Regardless of who is wearing what - motorists, keep your eyes open!
But equally, faster road users should be patient with slower-moving traffic, and only overtake when it's safe to do so. It's better to lose a minute or two or time than to risk someone's life.
Conversely, many people get het up about cyclists doing things that, in fact, they’re supposed to do. Riding two abreast, for example, is encouraged because it means that drivers spend less time on the opposite side of the road when overtaking than they would if two riders were nose-to-tail. This is particularly true with larger groups of cyclists. When you consider how much space you should give when overtaking a cyclist, if there isn’t room to overtake two abreast, then there isn’t room to overtake at all.
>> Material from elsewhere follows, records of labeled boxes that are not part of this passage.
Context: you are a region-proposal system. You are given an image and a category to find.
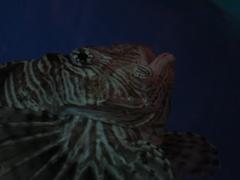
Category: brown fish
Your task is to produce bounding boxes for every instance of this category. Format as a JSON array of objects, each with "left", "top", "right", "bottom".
[{"left": 0, "top": 44, "right": 217, "bottom": 180}]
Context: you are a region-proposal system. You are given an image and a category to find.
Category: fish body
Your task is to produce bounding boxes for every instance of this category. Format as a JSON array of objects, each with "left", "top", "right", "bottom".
[{"left": 0, "top": 44, "right": 216, "bottom": 180}]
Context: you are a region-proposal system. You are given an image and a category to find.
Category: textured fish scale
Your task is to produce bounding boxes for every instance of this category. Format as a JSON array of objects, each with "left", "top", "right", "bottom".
[
  {"left": 0, "top": 108, "right": 172, "bottom": 180},
  {"left": 0, "top": 44, "right": 217, "bottom": 180}
]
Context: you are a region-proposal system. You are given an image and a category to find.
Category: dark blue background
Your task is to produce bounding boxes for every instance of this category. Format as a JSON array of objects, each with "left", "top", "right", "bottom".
[{"left": 0, "top": 0, "right": 240, "bottom": 180}]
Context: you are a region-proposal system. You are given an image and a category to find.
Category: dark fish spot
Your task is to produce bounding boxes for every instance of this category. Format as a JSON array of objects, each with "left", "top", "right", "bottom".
[
  {"left": 26, "top": 113, "right": 35, "bottom": 121},
  {"left": 186, "top": 132, "right": 194, "bottom": 136},
  {"left": 163, "top": 162, "right": 170, "bottom": 172},
  {"left": 181, "top": 153, "right": 191, "bottom": 159},
  {"left": 149, "top": 169, "right": 155, "bottom": 177},
  {"left": 212, "top": 159, "right": 220, "bottom": 166}
]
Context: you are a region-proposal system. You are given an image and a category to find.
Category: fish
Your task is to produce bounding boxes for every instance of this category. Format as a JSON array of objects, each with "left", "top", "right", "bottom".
[{"left": 0, "top": 44, "right": 219, "bottom": 180}]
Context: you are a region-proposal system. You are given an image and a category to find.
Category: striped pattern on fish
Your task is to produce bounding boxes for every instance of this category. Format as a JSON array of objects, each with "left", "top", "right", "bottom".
[{"left": 0, "top": 44, "right": 216, "bottom": 180}]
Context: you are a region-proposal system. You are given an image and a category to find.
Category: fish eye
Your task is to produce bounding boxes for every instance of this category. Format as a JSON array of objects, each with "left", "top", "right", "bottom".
[
  {"left": 70, "top": 48, "right": 93, "bottom": 66},
  {"left": 132, "top": 65, "right": 153, "bottom": 79}
]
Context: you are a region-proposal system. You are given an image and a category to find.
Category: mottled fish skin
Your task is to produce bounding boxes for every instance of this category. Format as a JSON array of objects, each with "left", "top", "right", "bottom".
[
  {"left": 0, "top": 44, "right": 219, "bottom": 180},
  {"left": 0, "top": 44, "right": 174, "bottom": 180}
]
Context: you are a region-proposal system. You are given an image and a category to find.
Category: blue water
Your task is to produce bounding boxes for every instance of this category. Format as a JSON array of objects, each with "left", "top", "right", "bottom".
[{"left": 0, "top": 0, "right": 240, "bottom": 180}]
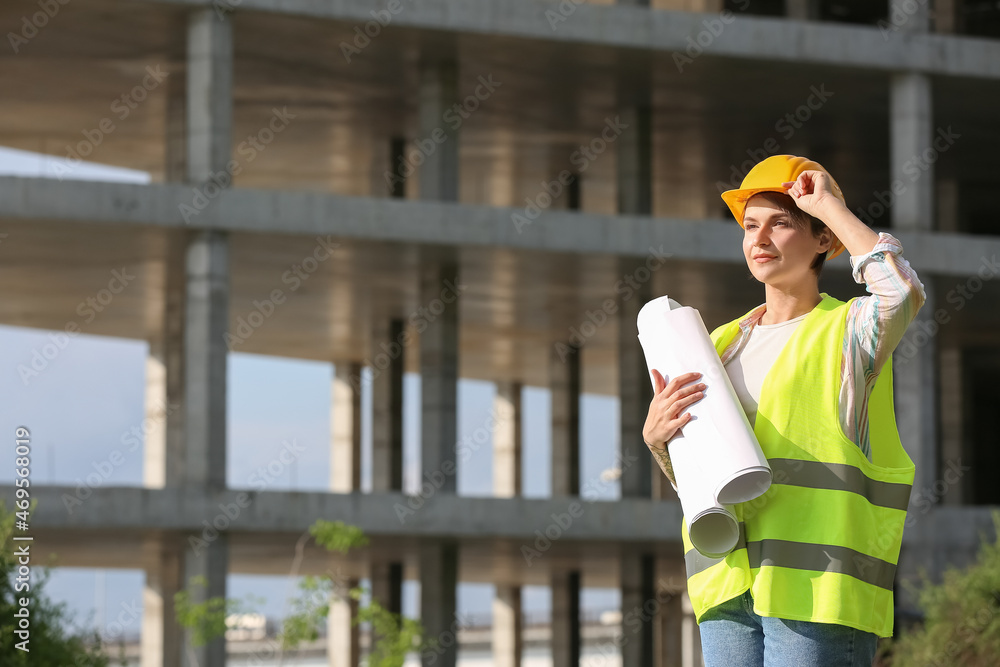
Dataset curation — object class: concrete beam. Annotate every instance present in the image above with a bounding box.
[330,361,361,493]
[0,177,1000,278]
[15,485,681,544]
[137,0,1000,79]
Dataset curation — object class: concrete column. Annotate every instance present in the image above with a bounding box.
[904,0,939,32]
[368,561,403,614]
[892,290,938,526]
[181,532,229,667]
[327,579,361,667]
[549,343,581,497]
[184,230,229,488]
[621,551,656,667]
[940,344,972,505]
[187,8,233,183]
[139,542,183,667]
[370,318,406,493]
[493,382,521,498]
[551,571,584,667]
[681,591,704,667]
[493,585,524,667]
[143,236,186,489]
[889,72,936,231]
[618,258,656,498]
[163,67,188,183]
[330,361,361,493]
[420,540,458,667]
[493,382,524,667]
[785,0,819,21]
[420,254,459,493]
[418,60,459,201]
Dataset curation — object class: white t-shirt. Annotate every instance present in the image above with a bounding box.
[726,313,809,425]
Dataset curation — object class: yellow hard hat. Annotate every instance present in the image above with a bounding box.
[722,155,847,261]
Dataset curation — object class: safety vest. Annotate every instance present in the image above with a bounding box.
[681,292,915,637]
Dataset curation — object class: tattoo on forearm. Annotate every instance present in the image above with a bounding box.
[653,447,676,484]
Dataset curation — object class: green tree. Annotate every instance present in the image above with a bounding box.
[174,519,434,667]
[0,501,109,667]
[879,511,1000,667]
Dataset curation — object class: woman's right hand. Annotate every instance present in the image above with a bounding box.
[642,369,705,449]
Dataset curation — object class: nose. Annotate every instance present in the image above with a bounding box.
[749,225,771,248]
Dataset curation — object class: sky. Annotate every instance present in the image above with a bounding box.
[0,148,620,638]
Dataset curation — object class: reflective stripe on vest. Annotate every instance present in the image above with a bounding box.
[682,293,914,637]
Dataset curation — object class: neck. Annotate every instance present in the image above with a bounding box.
[760,281,823,324]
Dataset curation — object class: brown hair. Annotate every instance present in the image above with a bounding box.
[754,192,827,279]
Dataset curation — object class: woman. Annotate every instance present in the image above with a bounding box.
[643,155,926,667]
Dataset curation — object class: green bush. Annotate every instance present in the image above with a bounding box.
[0,501,109,667]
Annoyed with a cyclist in the middle of the road? Well, don’t be. There’s no rule to say that cyclists should hug the kerb, and in fact it’s actively discouraged because of the amount of detritus that can gather there and cause a hazard. Cyclists are advised to “take the lane” where necessary to dissuade impatient drivers from overtaking dangerously. At the same time, though, cyclists should remember not to hold up traffic unnecessarily. On narrow, or busy roads, and around bends, ride single file and let congested traffic through where practical.
Cycle lanes can be very useful, but it’s not compulsory for cyclists to use them. The UK doesn’t have the best cycle network in the world, and quite often cycle lanes are not fit for purpose, or are badly maintained. Cyclists are well within their rights to use the road instead.